Path: utzoo!utgpu!watserv1!watmath!att!att!linac!pacific.mps.ohio-state.edu!zaphod.mps.ohio-state.edu!van-bc!ubc-cs!fournier
From: fournier@cs.ubc.ca (Alain Fournier)
Newsgroups: comp.graphics
Subject: Re: Lambert's Law & the Moon
Message-ID: <10506@ubc-cs.UUCP>
Date: 19 Nov 90 04:40:03 GMT
References: <27331@cs.yale.edu>
Sender: news@cs.ubc.ca
Organization: UBC Department of Computer Science, Vancouver, B.C., Canada
Lines: 26

In article <27331@cs.yale.edu> musgrave-forest@CS.YALE.EDU (F. Ken Musgrave) writes:
>...
>  Am I correct in a vague memory I seem to have, that the (Earth's) moon is
>supposedly a near-ideal Lambertian reflector?
>
>...

As this is one of my favourite trick question about reflection, I'll bite.

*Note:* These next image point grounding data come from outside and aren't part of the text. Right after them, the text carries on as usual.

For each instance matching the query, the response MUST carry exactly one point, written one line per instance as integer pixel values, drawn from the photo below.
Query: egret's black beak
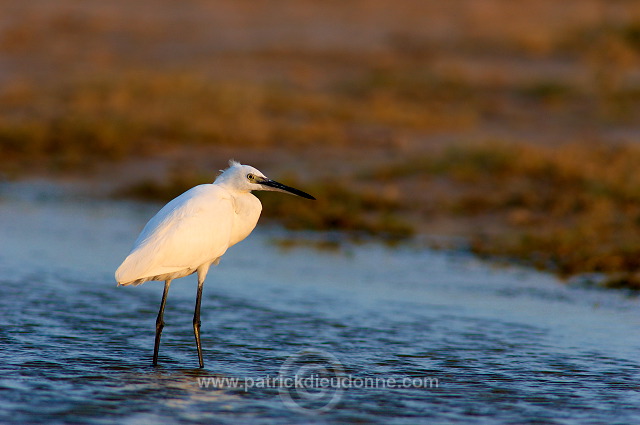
(274, 185)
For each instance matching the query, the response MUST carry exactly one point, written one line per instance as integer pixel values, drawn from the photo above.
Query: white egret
(193, 231)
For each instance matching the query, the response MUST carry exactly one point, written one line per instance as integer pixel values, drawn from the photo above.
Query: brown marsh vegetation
(514, 127)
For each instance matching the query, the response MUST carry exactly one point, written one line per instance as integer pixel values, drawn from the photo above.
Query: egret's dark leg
(196, 318)
(160, 321)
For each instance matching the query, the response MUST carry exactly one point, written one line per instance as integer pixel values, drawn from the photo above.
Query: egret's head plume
(245, 178)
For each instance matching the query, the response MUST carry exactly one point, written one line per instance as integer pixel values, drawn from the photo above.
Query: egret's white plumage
(194, 230)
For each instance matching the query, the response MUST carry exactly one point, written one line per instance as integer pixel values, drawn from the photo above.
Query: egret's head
(246, 178)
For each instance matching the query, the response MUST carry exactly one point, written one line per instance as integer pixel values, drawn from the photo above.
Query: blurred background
(510, 124)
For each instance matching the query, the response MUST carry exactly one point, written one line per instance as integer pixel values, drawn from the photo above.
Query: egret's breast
(247, 212)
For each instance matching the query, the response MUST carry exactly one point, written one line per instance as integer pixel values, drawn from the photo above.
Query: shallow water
(472, 343)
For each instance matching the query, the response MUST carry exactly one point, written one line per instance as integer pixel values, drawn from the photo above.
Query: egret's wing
(189, 231)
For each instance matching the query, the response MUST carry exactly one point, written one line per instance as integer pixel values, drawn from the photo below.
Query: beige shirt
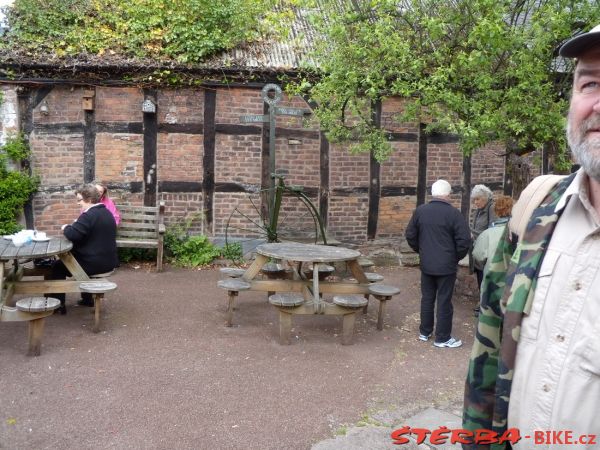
(556, 384)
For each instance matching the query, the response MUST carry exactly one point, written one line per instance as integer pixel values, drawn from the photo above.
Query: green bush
(233, 252)
(16, 185)
(136, 254)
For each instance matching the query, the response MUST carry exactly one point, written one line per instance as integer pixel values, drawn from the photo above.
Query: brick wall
(58, 139)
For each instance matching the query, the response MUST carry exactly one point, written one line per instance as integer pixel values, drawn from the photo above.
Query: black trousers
(437, 289)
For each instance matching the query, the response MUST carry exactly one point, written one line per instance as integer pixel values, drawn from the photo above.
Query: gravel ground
(166, 373)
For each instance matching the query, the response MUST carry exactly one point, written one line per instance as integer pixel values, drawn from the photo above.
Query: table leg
(348, 328)
(285, 327)
(317, 297)
(1, 282)
(230, 305)
(97, 304)
(35, 331)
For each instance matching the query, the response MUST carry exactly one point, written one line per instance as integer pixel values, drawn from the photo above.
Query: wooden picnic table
(14, 279)
(11, 275)
(296, 254)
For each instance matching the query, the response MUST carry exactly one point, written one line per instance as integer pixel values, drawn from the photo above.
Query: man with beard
(535, 364)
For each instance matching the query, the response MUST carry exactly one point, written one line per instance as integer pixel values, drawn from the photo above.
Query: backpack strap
(531, 197)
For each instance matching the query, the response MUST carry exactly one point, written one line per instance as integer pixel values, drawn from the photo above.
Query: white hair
(441, 188)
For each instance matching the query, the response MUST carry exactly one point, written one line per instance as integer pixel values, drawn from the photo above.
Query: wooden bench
(142, 227)
(97, 288)
(32, 309)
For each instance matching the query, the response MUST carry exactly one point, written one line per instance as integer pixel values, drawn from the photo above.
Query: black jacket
(94, 236)
(441, 236)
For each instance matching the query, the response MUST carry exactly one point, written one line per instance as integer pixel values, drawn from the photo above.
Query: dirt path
(166, 373)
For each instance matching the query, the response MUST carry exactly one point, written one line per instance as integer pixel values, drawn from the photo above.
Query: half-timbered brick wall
(196, 156)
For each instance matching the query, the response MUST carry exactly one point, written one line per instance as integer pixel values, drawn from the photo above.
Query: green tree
(485, 70)
(16, 185)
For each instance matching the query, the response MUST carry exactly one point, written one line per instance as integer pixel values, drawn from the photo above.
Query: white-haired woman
(482, 200)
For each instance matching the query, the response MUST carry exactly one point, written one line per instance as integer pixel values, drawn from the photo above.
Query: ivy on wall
(16, 185)
(185, 31)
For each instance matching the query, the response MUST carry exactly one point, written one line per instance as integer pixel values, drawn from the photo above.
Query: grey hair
(481, 191)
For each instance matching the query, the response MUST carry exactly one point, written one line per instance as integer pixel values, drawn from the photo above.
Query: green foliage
(233, 252)
(16, 185)
(485, 70)
(187, 250)
(195, 251)
(136, 254)
(181, 30)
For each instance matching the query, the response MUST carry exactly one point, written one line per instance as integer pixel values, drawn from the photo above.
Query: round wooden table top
(36, 249)
(292, 251)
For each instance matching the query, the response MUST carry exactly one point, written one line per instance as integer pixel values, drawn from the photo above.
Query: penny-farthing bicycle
(279, 214)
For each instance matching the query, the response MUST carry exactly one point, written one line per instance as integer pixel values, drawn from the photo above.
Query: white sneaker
(450, 343)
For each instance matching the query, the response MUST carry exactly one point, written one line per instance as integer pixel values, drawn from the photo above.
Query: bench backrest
(140, 222)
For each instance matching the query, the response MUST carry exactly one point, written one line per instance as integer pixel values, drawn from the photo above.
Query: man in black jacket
(94, 236)
(441, 236)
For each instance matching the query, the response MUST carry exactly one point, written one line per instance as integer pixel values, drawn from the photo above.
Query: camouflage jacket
(507, 293)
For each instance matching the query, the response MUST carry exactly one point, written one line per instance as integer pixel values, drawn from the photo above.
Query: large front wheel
(250, 222)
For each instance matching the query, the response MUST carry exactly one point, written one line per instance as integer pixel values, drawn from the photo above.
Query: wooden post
(35, 331)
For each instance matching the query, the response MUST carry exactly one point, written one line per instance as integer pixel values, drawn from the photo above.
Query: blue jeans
(437, 288)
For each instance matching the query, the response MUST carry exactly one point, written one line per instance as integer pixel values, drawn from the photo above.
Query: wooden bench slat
(142, 227)
(136, 226)
(137, 209)
(125, 234)
(136, 243)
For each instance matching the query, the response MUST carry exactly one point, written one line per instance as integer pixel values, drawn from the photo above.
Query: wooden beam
(374, 178)
(208, 160)
(150, 146)
(422, 168)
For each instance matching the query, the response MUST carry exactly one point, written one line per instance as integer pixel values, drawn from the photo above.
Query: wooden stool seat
(233, 272)
(37, 304)
(286, 300)
(323, 268)
(234, 284)
(383, 293)
(373, 277)
(383, 290)
(36, 325)
(350, 301)
(97, 288)
(103, 275)
(365, 262)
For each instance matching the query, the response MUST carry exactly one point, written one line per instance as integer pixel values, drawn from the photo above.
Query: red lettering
(457, 436)
(483, 436)
(511, 435)
(398, 435)
(556, 437)
(421, 434)
(437, 436)
(538, 437)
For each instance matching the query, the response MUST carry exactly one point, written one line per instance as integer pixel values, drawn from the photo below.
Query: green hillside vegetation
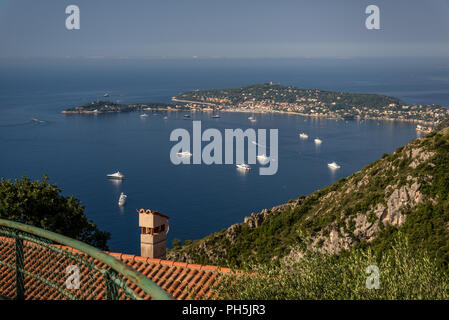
(290, 94)
(403, 273)
(419, 171)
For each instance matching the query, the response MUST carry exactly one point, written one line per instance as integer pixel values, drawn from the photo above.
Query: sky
(225, 29)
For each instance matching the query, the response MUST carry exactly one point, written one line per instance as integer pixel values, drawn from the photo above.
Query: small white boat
(333, 165)
(118, 175)
(184, 154)
(122, 199)
(243, 166)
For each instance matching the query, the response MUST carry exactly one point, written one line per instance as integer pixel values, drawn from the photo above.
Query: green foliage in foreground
(404, 274)
(40, 204)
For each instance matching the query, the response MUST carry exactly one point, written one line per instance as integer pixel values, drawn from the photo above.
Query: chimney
(153, 231)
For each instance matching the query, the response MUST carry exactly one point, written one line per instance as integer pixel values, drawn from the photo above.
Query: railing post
(111, 286)
(20, 281)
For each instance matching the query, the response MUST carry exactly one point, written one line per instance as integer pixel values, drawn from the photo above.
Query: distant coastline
(273, 98)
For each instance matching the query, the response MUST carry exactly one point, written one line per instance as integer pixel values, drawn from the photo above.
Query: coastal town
(313, 103)
(274, 98)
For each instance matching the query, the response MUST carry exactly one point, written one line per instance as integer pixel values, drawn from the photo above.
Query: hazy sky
(226, 28)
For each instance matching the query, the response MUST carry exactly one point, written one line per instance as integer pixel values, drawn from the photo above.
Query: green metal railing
(40, 264)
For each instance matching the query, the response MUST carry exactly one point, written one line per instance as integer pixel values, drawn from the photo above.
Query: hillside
(406, 190)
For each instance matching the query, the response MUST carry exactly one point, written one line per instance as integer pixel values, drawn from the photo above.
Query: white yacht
(184, 154)
(122, 199)
(118, 175)
(243, 166)
(263, 159)
(333, 165)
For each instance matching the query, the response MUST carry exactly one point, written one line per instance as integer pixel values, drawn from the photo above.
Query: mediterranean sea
(77, 151)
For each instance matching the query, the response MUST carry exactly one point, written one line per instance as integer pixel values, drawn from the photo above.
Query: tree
(40, 204)
(176, 243)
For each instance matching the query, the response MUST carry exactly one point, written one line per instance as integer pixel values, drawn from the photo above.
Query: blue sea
(77, 151)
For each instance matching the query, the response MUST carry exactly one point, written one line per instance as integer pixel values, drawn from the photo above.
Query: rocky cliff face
(353, 210)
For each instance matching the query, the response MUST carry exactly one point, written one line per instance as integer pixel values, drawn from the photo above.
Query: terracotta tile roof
(148, 211)
(181, 280)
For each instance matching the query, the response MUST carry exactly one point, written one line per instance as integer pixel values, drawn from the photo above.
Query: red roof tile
(181, 280)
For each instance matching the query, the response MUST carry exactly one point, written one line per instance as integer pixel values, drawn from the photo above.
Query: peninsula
(277, 98)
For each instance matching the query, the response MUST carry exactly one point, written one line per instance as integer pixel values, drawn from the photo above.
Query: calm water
(78, 151)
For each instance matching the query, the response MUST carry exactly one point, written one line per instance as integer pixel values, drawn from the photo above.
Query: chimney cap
(148, 211)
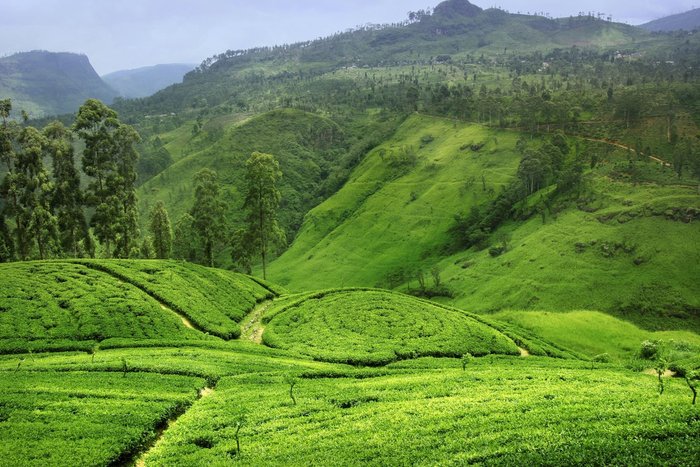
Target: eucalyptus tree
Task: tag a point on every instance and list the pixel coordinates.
(67, 196)
(161, 231)
(261, 202)
(208, 212)
(110, 158)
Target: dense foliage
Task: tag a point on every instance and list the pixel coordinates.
(375, 328)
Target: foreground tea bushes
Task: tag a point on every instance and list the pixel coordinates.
(213, 299)
(70, 419)
(372, 327)
(231, 358)
(501, 410)
(67, 306)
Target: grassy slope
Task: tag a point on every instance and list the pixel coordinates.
(304, 144)
(374, 227)
(374, 327)
(592, 332)
(383, 220)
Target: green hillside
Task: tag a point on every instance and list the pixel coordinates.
(626, 248)
(47, 83)
(157, 393)
(395, 211)
(492, 258)
(143, 82)
(309, 148)
(68, 305)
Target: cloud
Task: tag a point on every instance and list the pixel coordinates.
(132, 33)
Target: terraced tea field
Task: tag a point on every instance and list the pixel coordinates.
(342, 377)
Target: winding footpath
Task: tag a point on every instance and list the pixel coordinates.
(252, 326)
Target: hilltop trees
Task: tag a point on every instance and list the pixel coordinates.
(161, 231)
(43, 214)
(66, 198)
(261, 202)
(110, 158)
(208, 212)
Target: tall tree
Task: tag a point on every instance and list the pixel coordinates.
(262, 201)
(123, 184)
(34, 221)
(110, 159)
(67, 197)
(7, 246)
(161, 231)
(208, 212)
(185, 239)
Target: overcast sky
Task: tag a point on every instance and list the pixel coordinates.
(124, 34)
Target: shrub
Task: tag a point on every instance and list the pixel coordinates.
(649, 350)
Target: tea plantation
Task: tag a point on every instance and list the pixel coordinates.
(134, 363)
(97, 368)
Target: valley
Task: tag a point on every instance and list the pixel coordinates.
(469, 237)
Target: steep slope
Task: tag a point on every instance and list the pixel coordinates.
(619, 247)
(47, 83)
(393, 215)
(146, 81)
(457, 32)
(688, 21)
(305, 145)
(76, 305)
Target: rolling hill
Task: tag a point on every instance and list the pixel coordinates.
(48, 83)
(457, 32)
(627, 249)
(143, 82)
(688, 21)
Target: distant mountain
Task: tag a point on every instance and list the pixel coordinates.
(146, 81)
(49, 83)
(688, 21)
(456, 31)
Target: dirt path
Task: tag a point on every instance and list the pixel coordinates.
(252, 326)
(186, 322)
(667, 373)
(160, 432)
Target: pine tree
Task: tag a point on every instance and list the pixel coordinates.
(67, 197)
(110, 158)
(185, 239)
(123, 184)
(161, 231)
(208, 212)
(262, 201)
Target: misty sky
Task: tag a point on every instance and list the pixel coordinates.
(126, 34)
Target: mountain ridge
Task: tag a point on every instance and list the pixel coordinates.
(146, 81)
(47, 83)
(686, 21)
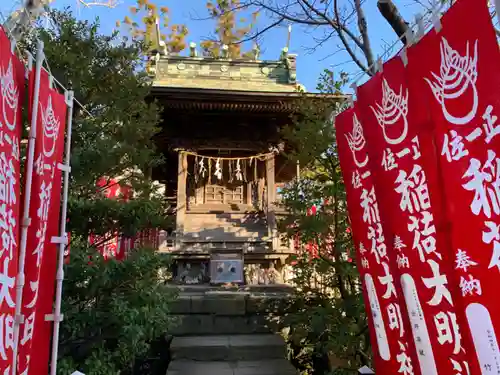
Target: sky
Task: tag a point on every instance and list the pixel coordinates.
(310, 64)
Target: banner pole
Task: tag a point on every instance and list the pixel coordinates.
(63, 239)
(26, 220)
(497, 8)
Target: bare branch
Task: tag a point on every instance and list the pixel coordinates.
(346, 44)
(363, 29)
(390, 12)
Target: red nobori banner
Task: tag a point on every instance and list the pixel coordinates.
(454, 73)
(45, 203)
(404, 181)
(12, 79)
(391, 347)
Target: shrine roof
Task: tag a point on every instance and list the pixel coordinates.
(182, 98)
(247, 85)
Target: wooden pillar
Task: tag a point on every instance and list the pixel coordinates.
(181, 193)
(271, 198)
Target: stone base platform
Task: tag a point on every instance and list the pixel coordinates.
(262, 367)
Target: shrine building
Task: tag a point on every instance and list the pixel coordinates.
(224, 170)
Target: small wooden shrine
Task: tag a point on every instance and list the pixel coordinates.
(224, 167)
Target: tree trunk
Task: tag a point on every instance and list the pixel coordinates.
(391, 13)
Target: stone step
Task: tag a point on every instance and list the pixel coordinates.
(197, 324)
(262, 367)
(230, 348)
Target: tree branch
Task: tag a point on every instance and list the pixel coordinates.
(363, 29)
(391, 13)
(346, 44)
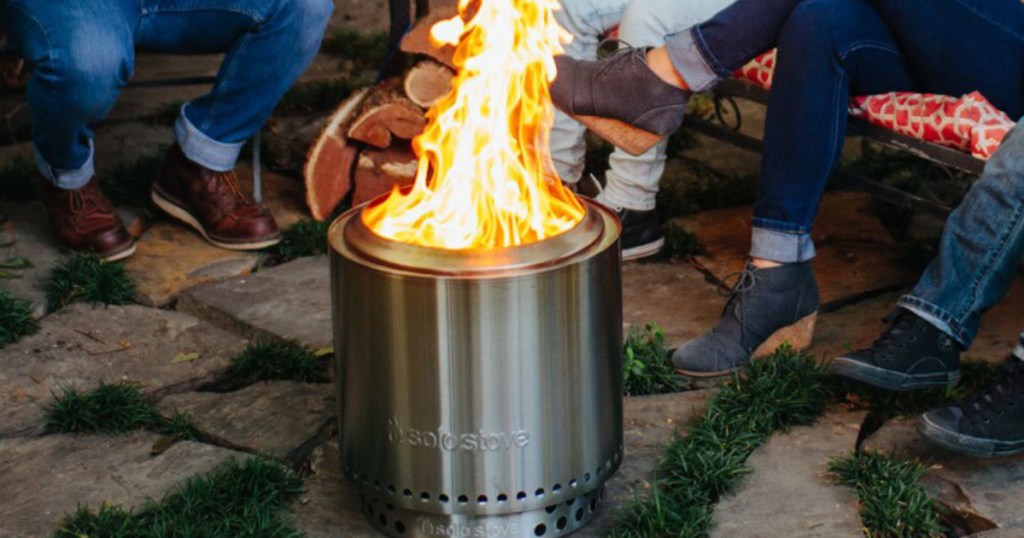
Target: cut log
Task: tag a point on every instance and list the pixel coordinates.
(329, 168)
(379, 171)
(427, 83)
(376, 124)
(633, 140)
(417, 41)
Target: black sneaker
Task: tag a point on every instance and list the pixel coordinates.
(642, 234)
(911, 354)
(989, 424)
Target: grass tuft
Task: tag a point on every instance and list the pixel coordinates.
(15, 319)
(305, 238)
(129, 183)
(646, 368)
(893, 503)
(273, 360)
(782, 390)
(19, 179)
(86, 278)
(239, 499)
(316, 96)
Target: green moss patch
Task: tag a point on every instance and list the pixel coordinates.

Consider the moon when full (that is the sun -the light source- is in the same
direction as the observer -the eye. It is pretty obvious that it appears
essentially as a disk, that is the reflected light is about of same
luminance all over the visible part of the moon (I ignore the effect
of the surface details such as the maria). That shows that it is neither
a specular reflector (the centre would be a lot brighter than the periphery,
nor a diffuse reflector (the centre would be somewhat brighter than the 
periphery (try this on your favourite renderer, a perfectly diffuse white
sphere illuminated from the direction of the eye). So what's going on.
Well, as most of the computer graphics types (us) ignore, the world is not all
between totally diffuse and totally specular, there are surfaces outside
of this. In the case of the moon, it so happens that a Phong model
(using the expression loosely) with an exponent of 0.5  for the cosine
of the angle normal/light gives the right appearance of a disk at full moon.
I can find exact references back in my office, if anybody is interested.
Credit where credit is due: Bob Woodham, of UBC, first pointed that out to me,
and has worked on the subject of models for the surface reflectance of the
moon (and other objects in the solar system).